Alors que l’appel à une journée nationale interprofessionnelle de mobilisation le 23 novembre par des actions multiformes constituera probablement le baroud d’honneur d’un mouvement qui n’aura pas su faire plier le gouvernement, plusieurs questions s’imposent qui constituent autant de pistes de réflexion pour l’avenir : parmi les grandes confédérations, qui sort gagnant du bras de fer de ces derniers mois ? La CFDT et l’Unsa, les plus proches historiquement du Parti socialiste, semblent être les grands vainqueurs de cet épisode : à condition de ne pas rater leur sortie le 23 novembre et surtout que le PS parvienne uni à la présidentielle de 2012 avec un projet acceptable, pour l’une et l’autre, de réforme des retraites.

Pour la CGT, le bilan est moins évident à dresser : ce mouvement aura montré que Bernard Thibault, alors qu’il vient d’entamer son dernier mandat, n’a pas su faire la synthèse entre l’aile dure de son organisation, fidèle à sa stratégie d’opposition, et les modérés, favorables à un syndicalisme de construction sociale déjà incarné par d’autres.

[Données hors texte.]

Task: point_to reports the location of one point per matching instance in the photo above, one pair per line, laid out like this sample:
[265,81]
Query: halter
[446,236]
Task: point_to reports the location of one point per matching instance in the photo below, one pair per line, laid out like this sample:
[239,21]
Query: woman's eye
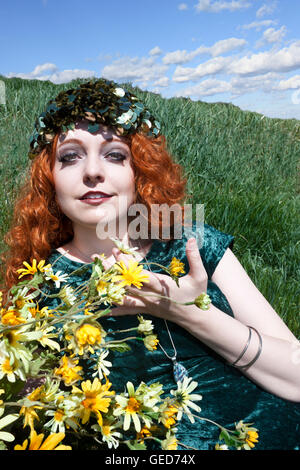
[67,157]
[117,156]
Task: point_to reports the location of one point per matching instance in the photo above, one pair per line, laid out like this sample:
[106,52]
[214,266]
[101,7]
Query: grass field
[244,168]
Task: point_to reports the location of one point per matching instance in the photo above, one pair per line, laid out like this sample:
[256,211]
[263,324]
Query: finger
[194,258]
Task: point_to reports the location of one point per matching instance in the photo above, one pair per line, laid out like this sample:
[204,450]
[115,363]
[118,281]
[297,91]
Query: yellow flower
[247,434]
[131,275]
[203,301]
[35,311]
[11,317]
[50,443]
[170,443]
[221,447]
[34,268]
[151,341]
[87,336]
[96,399]
[169,415]
[252,438]
[176,267]
[29,415]
[29,411]
[68,370]
[144,432]
[132,408]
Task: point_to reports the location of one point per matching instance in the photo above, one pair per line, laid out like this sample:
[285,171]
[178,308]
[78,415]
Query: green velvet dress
[228,396]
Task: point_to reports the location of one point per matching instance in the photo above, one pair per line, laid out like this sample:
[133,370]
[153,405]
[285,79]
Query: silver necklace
[179,371]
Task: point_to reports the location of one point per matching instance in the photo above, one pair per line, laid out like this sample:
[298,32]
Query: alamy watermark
[141,223]
[2,92]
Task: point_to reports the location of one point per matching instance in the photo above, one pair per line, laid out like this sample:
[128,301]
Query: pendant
[179,371]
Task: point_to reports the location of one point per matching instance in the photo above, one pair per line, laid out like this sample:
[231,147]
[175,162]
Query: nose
[93,171]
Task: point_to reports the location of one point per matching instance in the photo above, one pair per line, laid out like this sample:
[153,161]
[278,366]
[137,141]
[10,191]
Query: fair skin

Enfin, la CGT-FO n’a pas réussi à sortir de la marginalité dans laquelle elle s’est engagée. Elle est pourtant celle qui a eu la position la plus claire vis-à-vis de la réforme en demandant le retrait du projet. Elle a également pris date pour l’après 2012 en déclarant son opposition à la retraite par points souhaitée par la CFDT et certains dirigeants du PS :

  • Quelles autres modalités d’action adopter pour voir ses revendications aboutir ? Une chose est sûre : les manifestations ne pourront plus longtemps continuer à se substituer à la grève générale qui reste le moyen d’action le plus efficace
  • L’intérêt propre à chaque organisation syndicale n’a-t-il pas fait passer au second plan l’intérêt général ? La loi réformant la représentativité syndicale, qui conditionne de fait l’avenir de chaque organisation, les contraint à être en campagne électorale permanente et à penser d’abord à elle-même aux dépens des intérêts des salariés
  • Dans ce contexte, comment les travailleurs peuvent-ils peser sur leur destinée indépendamment des structures syndicales traditionnelles ? Bien malin qui pourra répondre à cette question, mais il faudra quand même le faire tant les syndicats, mais aussi les partis politiques, sont incapables de relayer la contestation et surtout avant que d’autres, comme le Front national, ne s’en emparent.